Proteomics has also made contributions in the understanding of abnormal parturition. Proteomics, a mass spectrometry-based technology, refers to a description of the protein complement of a system. Only 1-1.5% of the human genome codes for mRNA, and thus, leads to protein synthesis. These proteins, in turn, mediate cell-to-cell interactions in both health and disease. The major advantage of proteomics is that it most directly describes the functional output of a cell in both health and disease. Proteomics primarily aids biomarker discovery in the diagnosis of abnormal conditions of pregnancy that may contribute to prematurity. As noted by the March of Dimes, such diagnostic tools are urgently needed to facilitate timely intervention [100
]. Proteomic analysis of amniotic fluid and cervical-vaginal secretions has been utilized to discover novel biomarkers for intra-amniotic infection [101
], spontaneous preterm birth [75
], and preterm premature rupture of the membranes [104
]. Proteomic analysis of maternal urine has also identified several specific biomarkers for preeclampsia, an important cause of indicated preterm birth [75
]. Additionally, comprehensive proteomic analysis has been utilized to fully characterize the protein complement of amniotic fluid and of cervical-vaginal fluid. Michaels, et al., utilizing LS/LS-MS/MS, identified 219 proteins in amniotic fluid, including 96 that were unique to amniotic fluid [105
]. Similarly, Dasari, et al. identified a total of 150 unique proteins within cervical-vaginal fluid in pregnant women. Metabolism (32%) and immune response-related (22%) proteins were the major functional categories of proteins represented in the CVF proteome. A comparison of the CVF, serum, and amniotic fluid proteomes showed that 77 proteins are unique to CVF, while 56 and 17 CVF proteins also occur in serum and amniotic fluid, respectively [106
]. The differential expression of proteins identified by these and other studies will likely provide the basis for diagnostic tests for many adverse pregnancy conditions including preterm birth.

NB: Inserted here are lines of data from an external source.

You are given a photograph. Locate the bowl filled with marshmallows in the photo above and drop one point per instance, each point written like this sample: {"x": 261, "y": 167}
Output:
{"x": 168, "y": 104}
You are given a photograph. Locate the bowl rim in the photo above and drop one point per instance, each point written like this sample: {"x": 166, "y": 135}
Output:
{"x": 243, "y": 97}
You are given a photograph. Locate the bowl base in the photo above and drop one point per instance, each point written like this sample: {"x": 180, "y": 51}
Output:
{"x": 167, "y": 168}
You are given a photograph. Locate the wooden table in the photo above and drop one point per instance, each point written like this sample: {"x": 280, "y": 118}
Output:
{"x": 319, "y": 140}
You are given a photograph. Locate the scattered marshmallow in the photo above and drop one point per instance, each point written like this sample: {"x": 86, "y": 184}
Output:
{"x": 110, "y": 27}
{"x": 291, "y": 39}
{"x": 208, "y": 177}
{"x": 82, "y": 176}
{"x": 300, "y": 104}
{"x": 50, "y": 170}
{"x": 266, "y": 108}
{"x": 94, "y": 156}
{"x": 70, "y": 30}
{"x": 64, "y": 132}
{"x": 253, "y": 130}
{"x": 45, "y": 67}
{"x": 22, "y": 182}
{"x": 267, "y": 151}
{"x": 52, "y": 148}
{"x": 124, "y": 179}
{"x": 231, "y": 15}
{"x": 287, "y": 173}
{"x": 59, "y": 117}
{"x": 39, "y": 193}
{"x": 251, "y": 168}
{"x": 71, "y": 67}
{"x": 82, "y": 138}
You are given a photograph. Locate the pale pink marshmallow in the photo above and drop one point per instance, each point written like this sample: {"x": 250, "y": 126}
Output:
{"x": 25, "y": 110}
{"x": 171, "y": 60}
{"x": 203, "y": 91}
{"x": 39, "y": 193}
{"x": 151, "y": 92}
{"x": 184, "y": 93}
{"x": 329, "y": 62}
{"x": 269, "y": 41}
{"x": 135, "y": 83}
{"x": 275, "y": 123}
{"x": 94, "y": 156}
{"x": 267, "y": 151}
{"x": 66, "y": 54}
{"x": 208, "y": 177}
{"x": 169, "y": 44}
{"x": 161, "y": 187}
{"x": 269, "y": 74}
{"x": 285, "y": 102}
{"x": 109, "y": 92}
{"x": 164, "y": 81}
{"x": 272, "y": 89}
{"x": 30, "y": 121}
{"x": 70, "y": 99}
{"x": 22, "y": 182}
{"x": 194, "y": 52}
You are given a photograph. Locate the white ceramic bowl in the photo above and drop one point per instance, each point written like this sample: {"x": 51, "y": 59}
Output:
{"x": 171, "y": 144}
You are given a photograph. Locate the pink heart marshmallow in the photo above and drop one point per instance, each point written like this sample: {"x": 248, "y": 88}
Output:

Unfortunately, none of these news tools for systems biology has been applied to stillbirth. It is likely that application of these techniques in a systems biological approach will lead to significant contributions in the understanding of preterm birth and stillbirth. Because of the ability to study many processes simultaneously, however, systems biology depends upon carefully defined clinical phenotypes to avoid errors of misclassification and upon carefully prepared samples to avoid technical errors. Defining and correctly classifying differing phenotypes, or etiologies, of preterm birth or stillbirth—and appropriate collection and storage of biologic samples—are therefore critical needs and unmet gaps in systems biology and in understanding parturition.